METHODS: To assess lifetime NE, participants completed the Noise Exposure Structured Interview (NESI, Guest et al. 2018). 25 (9M) participants had low and 22 (16 M) had high (logNESI ≥ 1) lifetime NE. Mobility was assessed using a clinical timed up and go (cTUG). Stride cycles were extracted from straight phases of the instrumented TUG (iTUG, 3 m) and ellipsoid (4 m) walking tasks (Agathos et al. 2023). Movements were recorded using 6 IMUs placed on the back of the head, chest (used to estimate trunk motion), back (~L4), and 2-3 cm above each ankle, with one IMU placed on the floor for reference (N=XX) or with 3 IMUs placed on the head, chest, and right leg as above (N=YY). Stride duration, stride length, and stride speed were averaged from all available cycles for each participant. Subsequently, all cycles were aligned on cycle start and samples at matching time points were averaged. Peak power/frequency and peak sway times/amplitudes, as well as angular head and trunk velocities/rotation angles (pitch, roll, yaw) and linear accelerations/displacements in mediolateral (ML), anteroposterior (AP) and vertical (Z) directions were extracted from these cycle averages. We also calculated head-trunk delays and anchoring indices. In total, 146 gait features were evaluated as a function of age and NE group (simple model), or also including cTUG times and participant height (full model), using robust linear regression modeling.

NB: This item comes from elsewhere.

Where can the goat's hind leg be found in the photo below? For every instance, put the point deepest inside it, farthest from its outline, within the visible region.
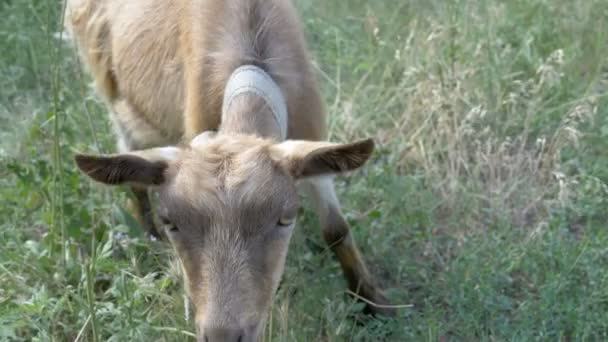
(337, 235)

RESULTS: To look at the effects of NE on age-related gait changes, we selected gait features that showed a significant interaction between age and NE group in one or both models (22 gait features). 9 were trunk-related: pitch angular velocity maximum/range and peak power frequency; yaw angular velocity peak amplitude/time ; peak Z acceleration; pitch and yaw maximum angle; and roll angle extremum time. 8 were head-related: yaw angular velocity range, extremum/timing ; time of min Z linear acceleration; pitch angle peak power frequency; yaw angle range, maximum/timing. 5 were delays between head and trunk in pitch angular velocity, ML and Z linear acceleration, and pitch and roll angle. Only 2 features were better represented by the full model (time of minimum head Z linear acceleration and peak power frequency of the trunk pitch angular velocity).
CONCLUSIONS: In those with high NE, affected gait characteristics were similar to older non-exposed individuals at younger ages. Our findings suggest that vestibular changes due to NE may have similar effects on gait as those due to normal aging.